Marks Class mark(\(\mathbf{x}_{\mathbf{i}}\)) Frequency(\(\mathbf{f}_{\mathbf{i}}\)) \[\mathbf{u}_{\mathbf{i}}\mathbf{=}\frac{\mathbf{x}_{\mathbf{i}}\mathbf{- 72.5}}{\mathbf{5}}\] \[\mathbf{f}_{\mathbf{i}}\mathbf{u}_{\mathbf{i}}\]
60-65 62.5 2 -2 -4
65-70 67.5 15 -1 -15
70-75 72.5 25 0 0
75-80 77.5 14 1 14
80-85 82.5 4 2 8
\(\sum_{i = 1}^{k}f_{i}\)= 60 \(\sum_{i = 1}^{k}{f_{i}u_{i}}\)=3

\(\overline{x} = 72.5 + 5 \times \left( \frac{3}{60} \right)\)= 72.75

The mean mark is 72.75%

3.1.3 Merits and demerits of Arithmetic mean

Merits

  1. It is rigidly defined.

  2. It is easy to understand and easy to calculate.

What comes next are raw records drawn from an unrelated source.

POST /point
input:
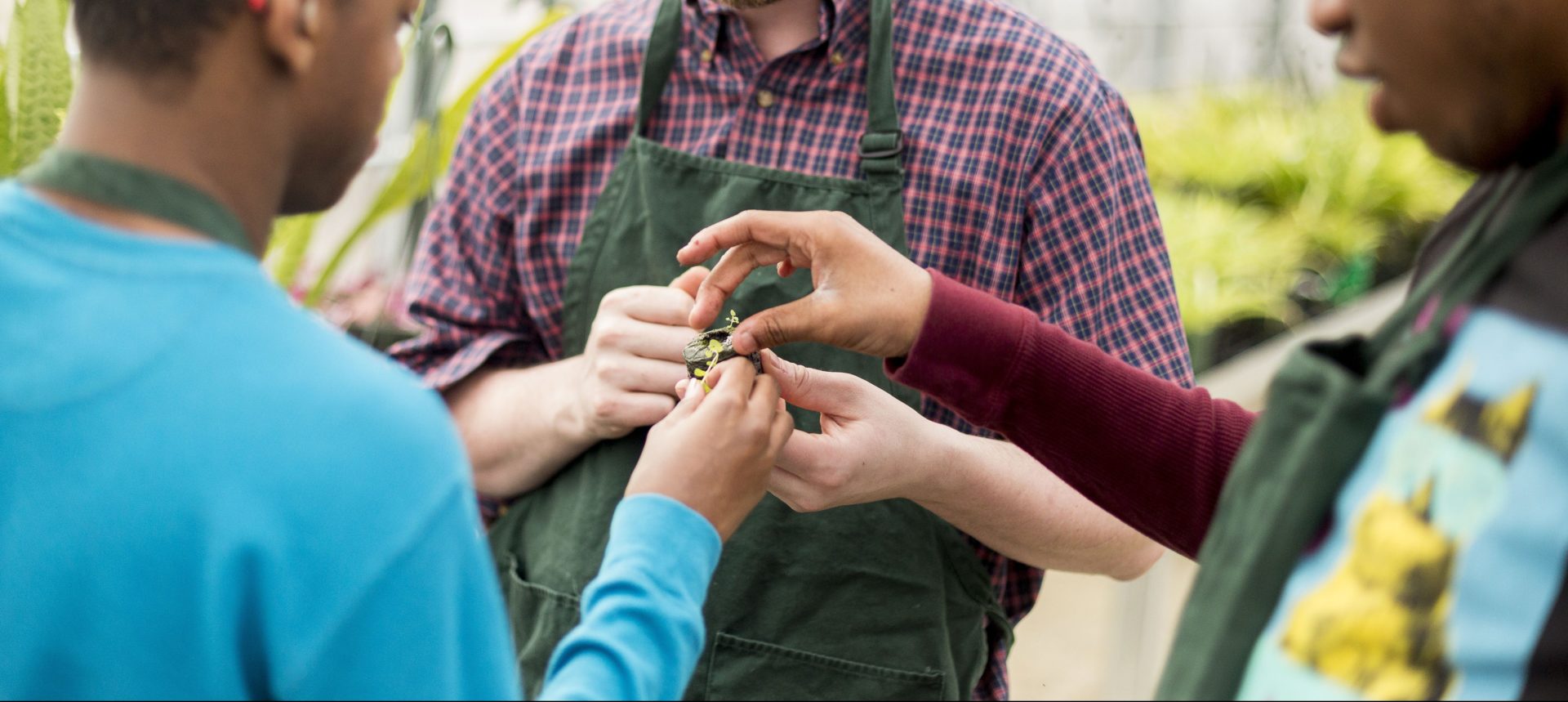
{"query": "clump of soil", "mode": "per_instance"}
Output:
(712, 347)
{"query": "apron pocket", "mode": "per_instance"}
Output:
(746, 669)
(540, 619)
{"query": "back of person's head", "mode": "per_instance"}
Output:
(301, 82)
(151, 35)
(1486, 83)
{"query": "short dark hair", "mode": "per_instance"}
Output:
(149, 35)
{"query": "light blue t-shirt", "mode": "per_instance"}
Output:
(206, 492)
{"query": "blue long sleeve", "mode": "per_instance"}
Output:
(642, 621)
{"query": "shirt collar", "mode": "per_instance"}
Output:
(836, 20)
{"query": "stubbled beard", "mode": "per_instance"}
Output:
(746, 3)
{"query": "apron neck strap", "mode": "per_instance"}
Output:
(136, 189)
(1513, 216)
(882, 145)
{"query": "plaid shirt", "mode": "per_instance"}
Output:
(1026, 180)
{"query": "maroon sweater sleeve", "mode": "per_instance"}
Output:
(1148, 451)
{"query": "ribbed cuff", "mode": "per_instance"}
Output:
(966, 349)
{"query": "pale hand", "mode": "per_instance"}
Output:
(632, 359)
(866, 297)
(717, 449)
(872, 446)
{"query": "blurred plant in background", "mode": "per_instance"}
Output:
(414, 180)
(1278, 208)
(35, 85)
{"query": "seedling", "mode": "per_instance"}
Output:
(712, 347)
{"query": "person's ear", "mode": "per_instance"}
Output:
(292, 30)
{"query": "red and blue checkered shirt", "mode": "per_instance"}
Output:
(1026, 180)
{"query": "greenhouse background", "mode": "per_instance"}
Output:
(1283, 209)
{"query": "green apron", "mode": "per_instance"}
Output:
(136, 189)
(869, 601)
(1322, 412)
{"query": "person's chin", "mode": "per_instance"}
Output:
(746, 3)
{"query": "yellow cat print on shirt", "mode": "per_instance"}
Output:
(1379, 622)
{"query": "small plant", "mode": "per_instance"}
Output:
(712, 347)
(35, 83)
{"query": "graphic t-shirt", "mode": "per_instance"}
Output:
(1441, 574)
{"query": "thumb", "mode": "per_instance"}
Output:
(830, 393)
(690, 280)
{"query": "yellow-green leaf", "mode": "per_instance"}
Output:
(427, 160)
(38, 79)
(287, 248)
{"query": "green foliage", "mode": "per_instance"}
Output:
(422, 168)
(37, 82)
(1261, 192)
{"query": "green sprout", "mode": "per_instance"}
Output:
(712, 347)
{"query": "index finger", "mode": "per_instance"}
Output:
(789, 231)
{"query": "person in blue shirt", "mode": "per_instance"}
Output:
(206, 492)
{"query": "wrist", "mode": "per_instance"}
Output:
(937, 470)
(920, 306)
(568, 415)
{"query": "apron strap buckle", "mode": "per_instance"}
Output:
(880, 151)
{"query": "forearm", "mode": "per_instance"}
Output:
(519, 424)
(1004, 499)
(1148, 451)
(642, 621)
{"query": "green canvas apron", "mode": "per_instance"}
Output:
(134, 189)
(1322, 412)
(869, 601)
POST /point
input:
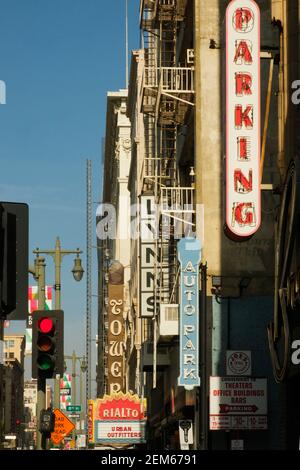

  3. If the number of items is sufficiently large, it is more accurate and more reliable.

  4. It is a calculated value and is not based on its position in the series.

  5. It is possible to calculate even if some of the details of the data are lacking.

  6. Of all averages, it is affected least by fluctuations of sampling.

  7. It provides a good basis for comparison.

Demerits

  1. It cannot be obtained by inspection nor located through a frequency graph.

  2. It cannot be in the study of qualitative phenomena not capable of numerical measurement i.e. Intelligence, beauty, honesty etc.

  3. It can ignore any single item only at the risk of losing its accuracy.

  4. It is affected very much by extreme values.

  5. It cannot be calculated for open-end classes.

  6. It may lead to fallacious conclusions, if the details of the data from which it is computed are not given.

3.2 The Median

The median of a set of data is defined as the middle value when the data is arranged in order of magnitude. If there are no ties, half of the observations will be smaller than the median, and half of the observations will be larger than the median. The median can be the middle most item that divides the group into two equal parts, one part comprising all values greater, and the other, all values less than that item. It is a positional measure.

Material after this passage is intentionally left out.